Joe Kostecka (Marathon) and Darcy Vaughn (PetroWeb) provided an update on Marathon’s dual level portal deployment. Marathon uses several ‘second level’ vendor portals from Paradigm, Tobin and Landmark. All these are accessible through the top-level PetroWeb portal. GIS is a common interface to all data. Vaughn described how PetroWeb provides access to distributed data stores and how proprietary stuff like land positions remain within Marathon’s firewall. PetroWeb uses a ‘firewall friendly’ thin client browser offering easy deployment and satisfying corporate IT security. PetroWeb tried the ‘thick client’ (Java Map Objects) before abandoning it. ‘There is little which can’t be done on a thin client’. ArcIMS is the publishing solution for all GIS. This blends multi-source data at the desktop from around 40 data vendors with arrangements with PetroWeb. ESRI has given a ‘big kick-start’ to spatial data provision. Shape files are a thing of the past—data is now served from the spatial database.

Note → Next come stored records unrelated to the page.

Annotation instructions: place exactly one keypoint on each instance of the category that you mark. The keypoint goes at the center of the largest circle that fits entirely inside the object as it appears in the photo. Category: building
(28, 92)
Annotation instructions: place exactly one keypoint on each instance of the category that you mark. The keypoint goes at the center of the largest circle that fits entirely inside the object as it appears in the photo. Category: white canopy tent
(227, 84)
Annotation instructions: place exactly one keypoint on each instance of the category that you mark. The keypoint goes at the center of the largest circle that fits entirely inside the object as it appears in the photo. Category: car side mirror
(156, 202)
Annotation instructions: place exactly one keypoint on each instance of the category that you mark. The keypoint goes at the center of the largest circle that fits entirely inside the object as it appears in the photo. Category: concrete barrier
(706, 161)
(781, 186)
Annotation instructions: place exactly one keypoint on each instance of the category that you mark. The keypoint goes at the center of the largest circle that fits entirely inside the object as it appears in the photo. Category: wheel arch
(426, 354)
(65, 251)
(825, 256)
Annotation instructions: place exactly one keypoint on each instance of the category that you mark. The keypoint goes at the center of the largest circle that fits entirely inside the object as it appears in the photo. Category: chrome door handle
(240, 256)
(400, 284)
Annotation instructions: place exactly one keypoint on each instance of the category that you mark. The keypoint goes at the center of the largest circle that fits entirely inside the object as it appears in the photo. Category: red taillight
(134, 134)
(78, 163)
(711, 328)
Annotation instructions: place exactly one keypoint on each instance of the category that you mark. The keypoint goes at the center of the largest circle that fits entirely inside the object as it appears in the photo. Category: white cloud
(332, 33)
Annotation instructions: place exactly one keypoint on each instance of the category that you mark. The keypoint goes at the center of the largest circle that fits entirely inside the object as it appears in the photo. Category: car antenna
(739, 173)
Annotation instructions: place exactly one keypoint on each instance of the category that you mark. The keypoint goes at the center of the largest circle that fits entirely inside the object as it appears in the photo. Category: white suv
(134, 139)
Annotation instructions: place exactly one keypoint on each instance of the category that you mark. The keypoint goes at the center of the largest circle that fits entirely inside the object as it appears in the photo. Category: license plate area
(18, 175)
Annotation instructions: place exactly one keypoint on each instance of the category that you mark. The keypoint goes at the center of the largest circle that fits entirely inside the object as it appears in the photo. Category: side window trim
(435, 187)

GIS/Text Search - image courtesy MetaCarta.
MetaCarta’s GIS-constrained text searching technology (see below) gets our virtual ‘star of the show’ award. MetaCarta couples GIS and text by integrating a geographical place-name lexicon with a text search engine. Office and HTML documents are indexed by MetaCarta’s Geographical Text Search engine such that all place names recognized in free-text documents are spatially located. This then makes for interesting to and fro searching between text and spatially-delineated areas.
We spotted an interesting geocoding application from Paradigm (pdigm.com) Paradigm’s community awareness service uses pipeline centerline data to locate people living within the specified distance. This can save considerable postal costs over bulk mailings to the postal carrier route or to the whole zip code. Another example of innovative GIS use came from PBSJ whose corridor constraints analysis helps environmental workers permit oil and gas pipelines. R7 Solutions has just released GeoRoom—a front end to data in disparate datastores such as Finder and P2000. The software offers the casual data room user a single entry point to spatial data avoiding multiple interfaces. Amerada Hess is a user. GeoRoom uses Microsoft SharePoint Services and has hooks into FileNet (Hess’ document management system).
Tobin’s Vendor Data Index allows users to search data from multiple vendors from a single map interface and to overlay and compare with in-house data. Information on data located though the WebViewer can be listed in terms of header information and spatial representation. Data types include seismic, well logs, production and other Tobin Data.
MJ Harden has developed a new field data collection tool for pipeline engineers and is working with ESRI on pipeline-specific schematics. ArcPad is now embedded in MJ Harden applications.